Revenue per account and average order value measure whether digital commerce is expanding wallet share or simply shifting channels. Flat average order value post-launch typically signals a gap in cross-sell capability or low customer self-service adoption.
Order cycle time and fulfillment accuracy reflect operational efficiency gains from seamless ERP integration and automated order management. Reduction in processing time is often the fastest, most measurable ROI from an enterprise ecommerce deployment.
Days’ sales outstanding should decrease as AR automation replaces manual invoicing. Flexible payment options, automated credit management, and digital invoice access all contribute to faster collections.
Self-service adoption rate and support ticket volume are the clearest signals of buyer enablement. Rising customer self-service adoption and declining ticket volume free your sales team to focus on new markets and high-value account management rather than order entry and status queries.

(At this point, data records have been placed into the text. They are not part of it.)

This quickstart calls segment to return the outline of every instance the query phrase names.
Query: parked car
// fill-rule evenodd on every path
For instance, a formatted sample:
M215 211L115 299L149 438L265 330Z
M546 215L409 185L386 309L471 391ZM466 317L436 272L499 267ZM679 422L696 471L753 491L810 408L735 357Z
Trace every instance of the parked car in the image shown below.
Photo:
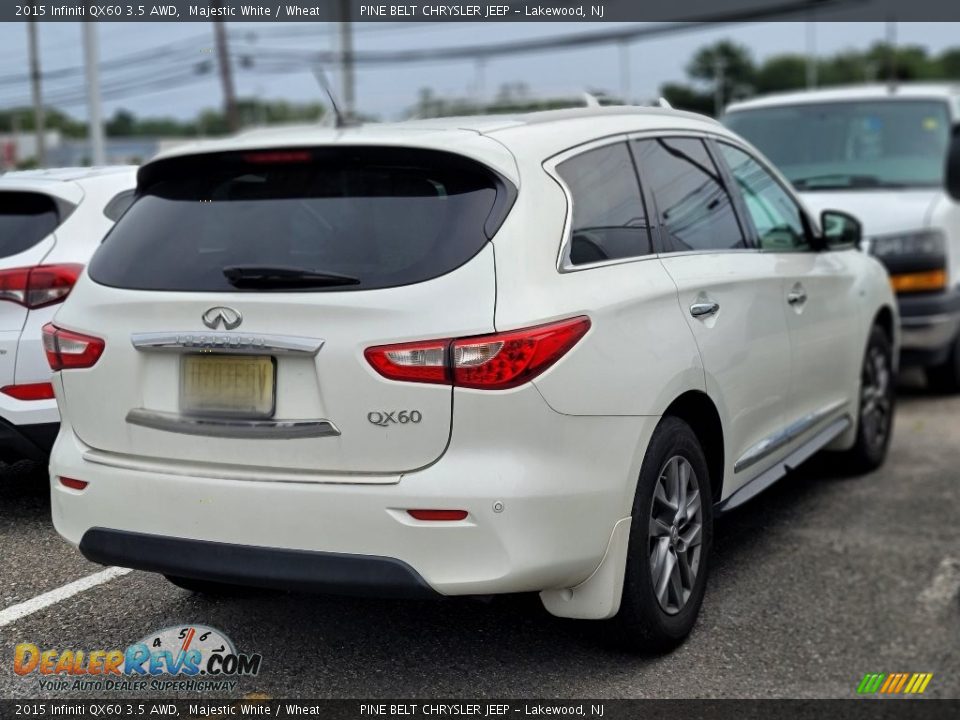
M40 328L135 186L132 167L0 177L0 461L46 462L60 416Z
M537 591L679 642L716 514L884 460L896 307L824 215L659 108L174 150L44 331L57 530L201 592Z
M944 168L960 85L869 85L771 95L727 109L814 209L864 223L864 248L890 271L903 363L960 391L960 204Z

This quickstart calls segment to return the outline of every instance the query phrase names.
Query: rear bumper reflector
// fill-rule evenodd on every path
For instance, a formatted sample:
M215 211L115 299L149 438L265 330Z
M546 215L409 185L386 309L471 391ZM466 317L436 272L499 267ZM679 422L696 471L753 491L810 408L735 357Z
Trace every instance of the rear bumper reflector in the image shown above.
M17 400L52 400L53 385L50 383L26 383L24 385L7 385L0 388L0 392Z

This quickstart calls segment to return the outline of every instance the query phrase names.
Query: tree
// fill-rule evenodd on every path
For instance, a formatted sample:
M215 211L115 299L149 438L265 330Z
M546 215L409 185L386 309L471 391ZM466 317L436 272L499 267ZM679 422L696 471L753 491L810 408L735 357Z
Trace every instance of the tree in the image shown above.
M687 65L687 75L705 84L711 96L717 91L717 79L722 78L721 99L724 102L752 94L756 72L750 49L731 40L700 48Z

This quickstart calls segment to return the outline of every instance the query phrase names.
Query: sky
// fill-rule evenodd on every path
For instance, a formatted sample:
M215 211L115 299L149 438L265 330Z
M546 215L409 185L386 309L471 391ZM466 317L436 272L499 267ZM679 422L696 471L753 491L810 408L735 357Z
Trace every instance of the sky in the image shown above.
M355 23L354 43L365 50L451 47L489 41L542 38L590 29L611 23ZM473 61L404 64L360 68L356 78L357 109L384 119L401 117L417 99L420 88L456 97L491 98L501 83L526 83L539 97L575 96L586 89L614 94L627 89L633 99L657 97L664 82L684 81L684 67L702 45L730 38L751 48L762 60L784 52L804 52L813 29L818 54L844 49L864 49L883 40L885 23L771 22L728 25L706 31L636 41L626 51L629 73L621 74L623 55L616 45L549 51L490 60L478 71ZM235 49L244 48L252 67L239 67L235 79L239 96L292 101L323 101L313 75L298 67L270 65L260 51L274 49L332 50L335 26L323 23L228 23ZM96 28L102 62L147 55L139 62L115 63L102 76L106 94L105 116L123 108L139 116L193 117L222 102L215 72L199 74L206 62L212 69L213 35L209 23L102 23ZM41 66L44 72L81 68L80 23L46 23L38 26ZM278 36L277 33L284 36ZM960 23L897 23L897 41L922 45L931 52L960 45ZM168 46L168 47L165 47ZM27 27L0 23L0 109L29 102L26 81ZM152 49L158 48L156 53ZM267 73L268 69L273 72ZM187 83L184 78L191 82ZM83 75L65 74L45 83L50 105L77 118L86 117Z

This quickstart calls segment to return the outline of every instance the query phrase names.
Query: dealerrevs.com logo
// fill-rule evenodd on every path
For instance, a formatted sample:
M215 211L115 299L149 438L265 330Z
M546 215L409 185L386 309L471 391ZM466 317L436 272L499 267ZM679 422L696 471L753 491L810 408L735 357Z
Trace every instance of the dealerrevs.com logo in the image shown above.
M262 656L239 653L221 631L180 625L151 633L121 650L41 648L20 643L13 671L36 677L40 690L233 690L260 672Z

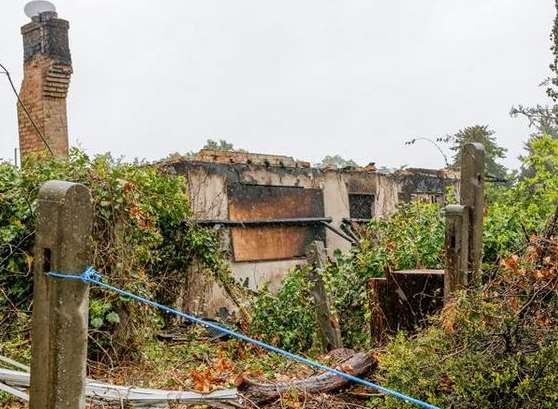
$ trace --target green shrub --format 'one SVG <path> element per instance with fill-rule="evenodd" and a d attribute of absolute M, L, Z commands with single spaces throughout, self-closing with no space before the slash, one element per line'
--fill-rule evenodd
<path fill-rule="evenodd" d="M 365 238 L 347 254 L 337 251 L 322 279 L 341 322 L 345 346 L 369 344 L 367 284 L 386 268 L 440 268 L 444 224 L 439 206 L 401 205 L 385 220 L 374 220 Z M 252 304 L 251 331 L 291 351 L 306 351 L 315 342 L 314 300 L 307 267 L 295 268 L 277 294 L 264 290 Z"/>
<path fill-rule="evenodd" d="M 92 264 L 110 282 L 173 303 L 194 258 L 230 280 L 219 238 L 188 223 L 187 186 L 157 166 L 124 163 L 110 155 L 72 150 L 68 160 L 33 159 L 17 169 L 0 164 L 0 312 L 29 313 L 37 194 L 47 180 L 85 184 L 94 202 Z M 181 285 L 182 284 L 182 285 Z M 2 321 L 0 340 L 9 337 Z M 93 353 L 135 353 L 163 324 L 152 309 L 93 288 L 90 327 Z"/>

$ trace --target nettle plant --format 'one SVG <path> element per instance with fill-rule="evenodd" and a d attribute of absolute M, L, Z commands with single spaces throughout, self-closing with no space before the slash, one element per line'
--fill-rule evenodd
<path fill-rule="evenodd" d="M 337 251 L 322 278 L 342 323 L 346 346 L 365 347 L 369 337 L 368 280 L 386 269 L 441 268 L 444 221 L 438 205 L 402 204 L 389 218 L 373 220 L 349 252 Z M 272 294 L 263 291 L 252 304 L 251 330 L 291 351 L 315 344 L 314 300 L 308 267 L 298 267 Z"/>
<path fill-rule="evenodd" d="M 90 158 L 74 149 L 68 160 L 33 159 L 21 169 L 0 164 L 0 337 L 13 335 L 32 296 L 37 194 L 53 179 L 85 184 L 94 202 L 92 264 L 111 283 L 172 303 L 194 259 L 224 282 L 232 281 L 212 231 L 189 222 L 187 186 L 146 163 L 110 155 Z M 10 323 L 13 324 L 10 330 Z M 135 353 L 163 325 L 151 309 L 92 288 L 92 354 Z"/>

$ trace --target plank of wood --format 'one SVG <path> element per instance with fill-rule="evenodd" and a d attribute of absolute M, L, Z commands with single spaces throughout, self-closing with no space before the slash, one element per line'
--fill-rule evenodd
<path fill-rule="evenodd" d="M 0 381 L 11 387 L 29 387 L 29 373 L 0 368 Z M 110 385 L 87 380 L 86 395 L 89 399 L 109 402 L 126 401 L 130 404 L 157 405 L 165 402 L 187 403 L 191 405 L 221 404 L 238 401 L 236 389 L 224 389 L 211 393 L 174 391 L 164 389 L 136 388 Z"/>
<path fill-rule="evenodd" d="M 371 371 L 376 365 L 377 362 L 370 353 L 359 352 L 342 362 L 336 369 L 349 375 L 359 376 Z M 290 390 L 301 393 L 322 393 L 340 389 L 349 383 L 347 379 L 329 372 L 292 382 L 274 384 L 258 383 L 248 377 L 241 377 L 238 382 L 238 390 L 251 400 L 265 402 L 276 399 Z"/>

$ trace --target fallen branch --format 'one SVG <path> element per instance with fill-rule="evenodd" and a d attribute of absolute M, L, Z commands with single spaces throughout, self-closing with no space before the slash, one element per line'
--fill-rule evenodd
<path fill-rule="evenodd" d="M 376 360 L 370 353 L 359 352 L 343 361 L 335 369 L 349 375 L 360 376 L 371 371 L 376 364 Z M 349 384 L 347 379 L 327 372 L 292 382 L 273 384 L 258 383 L 244 375 L 237 381 L 238 391 L 258 402 L 276 399 L 292 390 L 302 393 L 322 393 L 338 390 L 347 384 Z"/>

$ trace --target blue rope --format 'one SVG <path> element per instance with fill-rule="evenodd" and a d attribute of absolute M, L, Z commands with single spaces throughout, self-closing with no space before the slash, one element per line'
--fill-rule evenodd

Conclusion About Enterprise B2B eCommerce Platforms
No single enterprise B2B eCommerce platform is right for every organization. SAP Commerce Cloud makes sense if your entire stack is SAP. Salesforce B2B Commerce is compelling when Salesforce CRM is your system of record.
Commercetools is the right choice for teams with the engineering resources to build a fully composable solution. Adobe Commerce fits brands that need to unify B2B and B2C under a marketing-rich platform.
But for manufacturers, distributors, and wholesalers with complex B2B requirements, OroCommerce is the standout choice.
It’s the only platform here that was purpose-built for enterprise B2B from the ground up. Native CRM, integrated CPQ, pre-built ERP connectors, and a unified architecture come standard, with no need to stitch together separate systems.